Adoção de práticas ambientais, sociais e de governança tem potencial para elevar PIB do setor em mais de 20% ao ano e gerar 3 milhões de empregos

A incorporação sistemática de políticas ambientais, sociais e de governança (ESG) no setor de mineração pode redefinir o papel da atividade na economia brasileira. Uma análise da EY-Parthenon, lançada durante a COP30 em Belém, indica que a adoção de práticas sustentáveis pode impulsionar um ganho anual de até R$ 399 bilhões na economia, montante comparável ao PIB da Bahia em 2022, além de provocar um salto de 20,81% na atividade econômica do segmento, equivalente ao crescimento acumulado do setor nos últimos cinco anos.
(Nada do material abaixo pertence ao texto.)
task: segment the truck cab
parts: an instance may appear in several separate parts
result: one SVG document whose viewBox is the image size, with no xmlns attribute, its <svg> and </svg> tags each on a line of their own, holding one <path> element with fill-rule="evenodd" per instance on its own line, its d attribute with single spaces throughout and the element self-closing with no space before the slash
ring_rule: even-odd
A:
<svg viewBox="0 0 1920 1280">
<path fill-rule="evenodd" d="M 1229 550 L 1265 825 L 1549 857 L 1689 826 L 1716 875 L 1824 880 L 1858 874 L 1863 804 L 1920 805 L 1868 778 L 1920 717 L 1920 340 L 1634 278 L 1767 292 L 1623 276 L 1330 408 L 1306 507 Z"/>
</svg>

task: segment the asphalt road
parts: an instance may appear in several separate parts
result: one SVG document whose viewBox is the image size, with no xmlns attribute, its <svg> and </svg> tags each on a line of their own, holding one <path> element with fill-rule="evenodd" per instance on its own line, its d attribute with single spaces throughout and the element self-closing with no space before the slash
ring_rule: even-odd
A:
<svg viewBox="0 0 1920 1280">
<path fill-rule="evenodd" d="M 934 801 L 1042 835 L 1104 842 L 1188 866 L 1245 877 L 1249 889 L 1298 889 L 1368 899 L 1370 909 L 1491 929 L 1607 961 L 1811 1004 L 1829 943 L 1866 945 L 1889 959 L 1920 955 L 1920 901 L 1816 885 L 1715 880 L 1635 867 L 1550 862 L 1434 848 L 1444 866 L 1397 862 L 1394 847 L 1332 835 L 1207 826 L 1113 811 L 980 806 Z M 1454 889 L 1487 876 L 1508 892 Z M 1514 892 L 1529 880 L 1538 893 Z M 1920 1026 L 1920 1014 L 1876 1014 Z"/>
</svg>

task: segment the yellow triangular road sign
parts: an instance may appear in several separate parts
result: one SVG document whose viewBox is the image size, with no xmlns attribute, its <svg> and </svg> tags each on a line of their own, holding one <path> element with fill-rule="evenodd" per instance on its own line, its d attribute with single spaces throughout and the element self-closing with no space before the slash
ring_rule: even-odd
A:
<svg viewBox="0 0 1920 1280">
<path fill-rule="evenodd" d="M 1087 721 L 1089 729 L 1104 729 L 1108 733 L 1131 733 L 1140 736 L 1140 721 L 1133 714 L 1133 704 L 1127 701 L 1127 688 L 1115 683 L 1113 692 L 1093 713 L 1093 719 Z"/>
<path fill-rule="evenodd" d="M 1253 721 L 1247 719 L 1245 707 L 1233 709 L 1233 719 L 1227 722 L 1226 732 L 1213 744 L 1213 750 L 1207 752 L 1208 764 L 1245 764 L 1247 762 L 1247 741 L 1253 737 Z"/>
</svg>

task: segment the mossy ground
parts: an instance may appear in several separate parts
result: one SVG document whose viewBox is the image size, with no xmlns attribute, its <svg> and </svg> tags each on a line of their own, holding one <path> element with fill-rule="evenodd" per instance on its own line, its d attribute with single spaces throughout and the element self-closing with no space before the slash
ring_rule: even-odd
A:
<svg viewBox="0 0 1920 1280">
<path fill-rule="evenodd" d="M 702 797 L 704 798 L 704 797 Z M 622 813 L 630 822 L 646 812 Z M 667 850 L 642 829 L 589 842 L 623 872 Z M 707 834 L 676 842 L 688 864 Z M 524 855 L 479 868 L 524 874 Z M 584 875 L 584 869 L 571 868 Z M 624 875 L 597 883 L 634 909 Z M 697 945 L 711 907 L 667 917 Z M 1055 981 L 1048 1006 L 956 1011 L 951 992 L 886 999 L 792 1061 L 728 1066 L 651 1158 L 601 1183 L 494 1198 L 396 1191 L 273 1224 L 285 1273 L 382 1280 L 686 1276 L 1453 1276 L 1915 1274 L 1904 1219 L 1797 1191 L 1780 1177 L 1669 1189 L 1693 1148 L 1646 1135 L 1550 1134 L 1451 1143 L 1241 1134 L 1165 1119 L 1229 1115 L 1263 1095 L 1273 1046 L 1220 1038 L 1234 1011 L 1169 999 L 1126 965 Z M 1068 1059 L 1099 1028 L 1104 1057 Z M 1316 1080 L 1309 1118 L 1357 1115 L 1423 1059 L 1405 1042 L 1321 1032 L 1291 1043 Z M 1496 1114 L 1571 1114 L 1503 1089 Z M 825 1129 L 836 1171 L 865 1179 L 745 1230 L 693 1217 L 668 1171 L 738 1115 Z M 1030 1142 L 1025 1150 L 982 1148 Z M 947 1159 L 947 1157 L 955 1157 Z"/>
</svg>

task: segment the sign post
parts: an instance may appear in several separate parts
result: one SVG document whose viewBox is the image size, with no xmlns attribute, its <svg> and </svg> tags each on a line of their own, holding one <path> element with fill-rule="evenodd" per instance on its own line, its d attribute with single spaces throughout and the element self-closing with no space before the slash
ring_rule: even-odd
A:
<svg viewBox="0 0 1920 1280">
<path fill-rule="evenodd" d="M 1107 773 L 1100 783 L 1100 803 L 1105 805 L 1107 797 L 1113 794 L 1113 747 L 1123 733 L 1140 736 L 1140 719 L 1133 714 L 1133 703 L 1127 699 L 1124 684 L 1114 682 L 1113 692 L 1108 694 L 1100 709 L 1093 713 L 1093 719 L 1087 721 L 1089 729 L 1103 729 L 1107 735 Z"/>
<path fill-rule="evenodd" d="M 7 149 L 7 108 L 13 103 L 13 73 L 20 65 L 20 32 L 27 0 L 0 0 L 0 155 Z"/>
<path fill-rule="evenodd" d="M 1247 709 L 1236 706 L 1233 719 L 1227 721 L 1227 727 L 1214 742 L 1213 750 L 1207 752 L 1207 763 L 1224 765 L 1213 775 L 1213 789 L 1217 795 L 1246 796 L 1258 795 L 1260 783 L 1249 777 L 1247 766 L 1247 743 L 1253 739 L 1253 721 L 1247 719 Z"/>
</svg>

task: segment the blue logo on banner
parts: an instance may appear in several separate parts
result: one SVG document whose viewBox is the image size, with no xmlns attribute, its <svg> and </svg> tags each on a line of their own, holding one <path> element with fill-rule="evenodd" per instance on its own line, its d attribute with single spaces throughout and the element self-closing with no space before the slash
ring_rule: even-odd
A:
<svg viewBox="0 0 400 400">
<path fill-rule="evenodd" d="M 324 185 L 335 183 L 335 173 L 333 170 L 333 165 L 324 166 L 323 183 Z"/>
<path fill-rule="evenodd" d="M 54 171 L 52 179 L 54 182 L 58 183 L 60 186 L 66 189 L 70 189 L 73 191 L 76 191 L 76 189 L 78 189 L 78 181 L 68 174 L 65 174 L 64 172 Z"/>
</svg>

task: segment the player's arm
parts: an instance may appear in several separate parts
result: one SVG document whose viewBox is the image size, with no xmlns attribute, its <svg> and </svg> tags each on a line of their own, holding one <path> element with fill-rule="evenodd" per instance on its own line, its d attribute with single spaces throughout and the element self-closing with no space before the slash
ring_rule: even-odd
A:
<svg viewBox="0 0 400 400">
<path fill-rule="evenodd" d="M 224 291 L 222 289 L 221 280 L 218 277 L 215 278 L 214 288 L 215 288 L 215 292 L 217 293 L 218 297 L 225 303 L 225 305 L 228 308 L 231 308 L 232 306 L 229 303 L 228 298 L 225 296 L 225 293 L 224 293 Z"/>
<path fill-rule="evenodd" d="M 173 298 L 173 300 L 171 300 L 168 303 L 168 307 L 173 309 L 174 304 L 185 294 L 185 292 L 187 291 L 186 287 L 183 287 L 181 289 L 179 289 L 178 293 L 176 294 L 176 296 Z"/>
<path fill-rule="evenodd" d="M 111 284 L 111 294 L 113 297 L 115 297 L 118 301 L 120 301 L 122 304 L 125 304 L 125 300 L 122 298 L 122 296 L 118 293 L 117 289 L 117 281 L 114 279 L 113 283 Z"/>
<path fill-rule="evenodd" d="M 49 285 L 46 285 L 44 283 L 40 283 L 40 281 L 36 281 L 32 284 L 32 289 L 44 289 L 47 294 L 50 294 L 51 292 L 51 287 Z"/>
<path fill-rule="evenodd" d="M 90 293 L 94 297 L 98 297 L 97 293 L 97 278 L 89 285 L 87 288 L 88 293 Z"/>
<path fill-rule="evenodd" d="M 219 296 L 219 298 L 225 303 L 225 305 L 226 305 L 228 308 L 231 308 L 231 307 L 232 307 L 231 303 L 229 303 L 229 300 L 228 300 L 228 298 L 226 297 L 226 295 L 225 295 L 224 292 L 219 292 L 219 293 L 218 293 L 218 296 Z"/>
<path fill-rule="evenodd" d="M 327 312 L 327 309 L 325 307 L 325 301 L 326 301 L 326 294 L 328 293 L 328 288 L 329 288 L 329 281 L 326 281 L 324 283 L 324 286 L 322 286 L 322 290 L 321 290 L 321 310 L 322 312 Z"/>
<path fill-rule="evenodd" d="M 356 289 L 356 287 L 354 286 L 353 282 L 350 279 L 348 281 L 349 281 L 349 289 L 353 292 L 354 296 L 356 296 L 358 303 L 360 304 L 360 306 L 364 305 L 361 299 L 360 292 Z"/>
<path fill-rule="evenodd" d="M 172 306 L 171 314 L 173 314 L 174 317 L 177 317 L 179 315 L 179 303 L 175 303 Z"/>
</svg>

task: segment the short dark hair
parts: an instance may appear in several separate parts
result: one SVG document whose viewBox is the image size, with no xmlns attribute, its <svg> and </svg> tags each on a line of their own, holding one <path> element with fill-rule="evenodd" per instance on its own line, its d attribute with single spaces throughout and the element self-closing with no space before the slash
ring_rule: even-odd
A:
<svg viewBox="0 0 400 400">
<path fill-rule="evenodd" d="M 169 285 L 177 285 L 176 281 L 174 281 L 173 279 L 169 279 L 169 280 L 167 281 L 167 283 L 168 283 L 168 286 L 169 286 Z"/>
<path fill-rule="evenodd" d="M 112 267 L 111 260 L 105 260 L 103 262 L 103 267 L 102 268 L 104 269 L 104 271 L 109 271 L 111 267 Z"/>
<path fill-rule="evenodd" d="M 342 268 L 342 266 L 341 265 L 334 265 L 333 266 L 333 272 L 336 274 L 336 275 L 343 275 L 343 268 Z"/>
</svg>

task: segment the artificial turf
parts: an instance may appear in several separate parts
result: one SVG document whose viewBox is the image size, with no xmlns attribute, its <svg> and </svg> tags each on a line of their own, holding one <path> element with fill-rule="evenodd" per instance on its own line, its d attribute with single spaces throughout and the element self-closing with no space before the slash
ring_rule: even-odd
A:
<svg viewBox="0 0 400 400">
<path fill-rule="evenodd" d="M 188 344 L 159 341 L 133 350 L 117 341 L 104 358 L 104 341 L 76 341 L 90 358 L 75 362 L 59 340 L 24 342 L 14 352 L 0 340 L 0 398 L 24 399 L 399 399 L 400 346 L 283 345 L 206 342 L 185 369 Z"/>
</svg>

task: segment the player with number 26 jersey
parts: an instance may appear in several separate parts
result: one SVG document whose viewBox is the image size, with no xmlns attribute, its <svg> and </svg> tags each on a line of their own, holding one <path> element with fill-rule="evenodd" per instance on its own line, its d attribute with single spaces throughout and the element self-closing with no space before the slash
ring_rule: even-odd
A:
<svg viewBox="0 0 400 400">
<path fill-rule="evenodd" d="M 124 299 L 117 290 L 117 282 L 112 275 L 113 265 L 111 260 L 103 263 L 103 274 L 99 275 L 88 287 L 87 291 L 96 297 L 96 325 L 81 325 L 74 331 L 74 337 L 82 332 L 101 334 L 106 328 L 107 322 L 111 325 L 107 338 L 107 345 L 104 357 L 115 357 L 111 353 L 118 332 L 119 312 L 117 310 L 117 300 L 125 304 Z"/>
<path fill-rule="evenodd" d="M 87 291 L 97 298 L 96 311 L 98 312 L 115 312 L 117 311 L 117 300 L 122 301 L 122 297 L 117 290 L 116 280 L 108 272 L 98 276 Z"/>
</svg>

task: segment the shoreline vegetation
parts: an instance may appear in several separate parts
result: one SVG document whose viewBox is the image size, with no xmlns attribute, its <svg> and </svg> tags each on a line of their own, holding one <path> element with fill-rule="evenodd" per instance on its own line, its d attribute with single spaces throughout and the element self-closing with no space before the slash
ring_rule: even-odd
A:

O estudo mostra que os impactos extrapolam as empresas diretamente envolvidas e se estendem por toda a cadeia produtiva, com efeitos relevantes em emprego, saúde pública, preservação de recursos naturais e competitividade global.

Impactos econômicos: competitividade ampliada e geração de empregos

A mineração mantém relevância estratégica para a economia nacional. Em 2024, o setor alcançou um PIB de R$ 290,6 bilhões, representando 2,67% de tudo o que o país produz. Com a modernização de processos e a adoção de políticas ESG, essa contribuição pode avançar significativamente.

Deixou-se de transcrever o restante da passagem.